Evaluating their lip strength via a tool that would measure the pressure placed onto it by the subjects' lips, the authors then injected the weakest areas of the lip with hyaluronic acid, which has been routinely used for what the authors call "aesthetic soft-tissue augmentation." But as far as they knew, it hadn't been widely considered for this therapeutic purpose before. A speech therapist also evaluated the subjects before and after the injecton. 

Their results were nothing but encouraging. The subjects' lips were uniformly stronger, even in the unparalyzed part for the unilaterally paralyzed group, and the difference was especially stark for those with muscular dystrophy. "Lip strength in the three patients with facioscapulohumeral muscular dystrophy were uniformly reduced across the entire lip and improved by six- to seven-fold after injection augmentation," they wrote.

These objective improvements were reflected in the real world with the speech therapist noting increased "articulation of plosive sounds and decreased anterior bolus spillage (which may cause drooling when attempting to eat or drink) after the injection."

These changes weren't permanent, lasting only for six months, and the injections didn't restore full function, but the added degree of freedom they enabled the subjects can't be understated.

"The ultimate utility of therapeutic lip filler injection in facial paralysis is the improvement in quality-of-life measures, such as improved articulation, better discrimination of conversational speech, and correction of anterior bolus spillage, with associated improved confidence in public and social settings," they wrote. "This study reveals improvement in most of the above measures."

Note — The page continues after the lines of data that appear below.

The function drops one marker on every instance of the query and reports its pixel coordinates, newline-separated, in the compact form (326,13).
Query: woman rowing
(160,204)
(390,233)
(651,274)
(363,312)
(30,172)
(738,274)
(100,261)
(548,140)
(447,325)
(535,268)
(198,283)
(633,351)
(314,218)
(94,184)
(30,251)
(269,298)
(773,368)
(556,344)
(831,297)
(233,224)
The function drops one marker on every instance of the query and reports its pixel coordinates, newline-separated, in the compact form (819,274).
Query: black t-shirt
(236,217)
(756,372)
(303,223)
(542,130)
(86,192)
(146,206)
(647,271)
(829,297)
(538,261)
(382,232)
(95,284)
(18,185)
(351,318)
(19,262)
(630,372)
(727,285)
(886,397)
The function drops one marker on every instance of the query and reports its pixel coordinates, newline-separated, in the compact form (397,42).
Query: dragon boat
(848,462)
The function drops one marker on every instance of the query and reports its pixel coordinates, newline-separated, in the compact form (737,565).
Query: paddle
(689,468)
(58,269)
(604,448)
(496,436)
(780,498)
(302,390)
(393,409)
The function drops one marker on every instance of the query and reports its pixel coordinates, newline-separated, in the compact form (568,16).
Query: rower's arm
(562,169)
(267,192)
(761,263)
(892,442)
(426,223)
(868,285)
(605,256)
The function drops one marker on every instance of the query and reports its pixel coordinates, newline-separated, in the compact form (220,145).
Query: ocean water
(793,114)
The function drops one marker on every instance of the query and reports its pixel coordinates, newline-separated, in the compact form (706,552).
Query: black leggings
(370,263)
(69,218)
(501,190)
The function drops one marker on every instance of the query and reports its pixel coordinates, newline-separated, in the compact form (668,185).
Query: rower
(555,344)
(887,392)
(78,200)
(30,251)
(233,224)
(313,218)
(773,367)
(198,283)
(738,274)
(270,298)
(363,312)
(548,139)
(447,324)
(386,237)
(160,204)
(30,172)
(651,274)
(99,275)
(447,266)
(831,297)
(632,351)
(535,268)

The authors hope that later and larger studies will help to better quantify these improvements in patients' quality of life and explore different and longer-lasting types of filling material, like transplanted fat. In the meantime, their current treatment may already go a long way for those dealing with temporary paralysis.

"The hyaluronic acid injection may be used while waiting for spontaneous functional recovery or as an adjunct to definitive reanimation procedures," they wrote.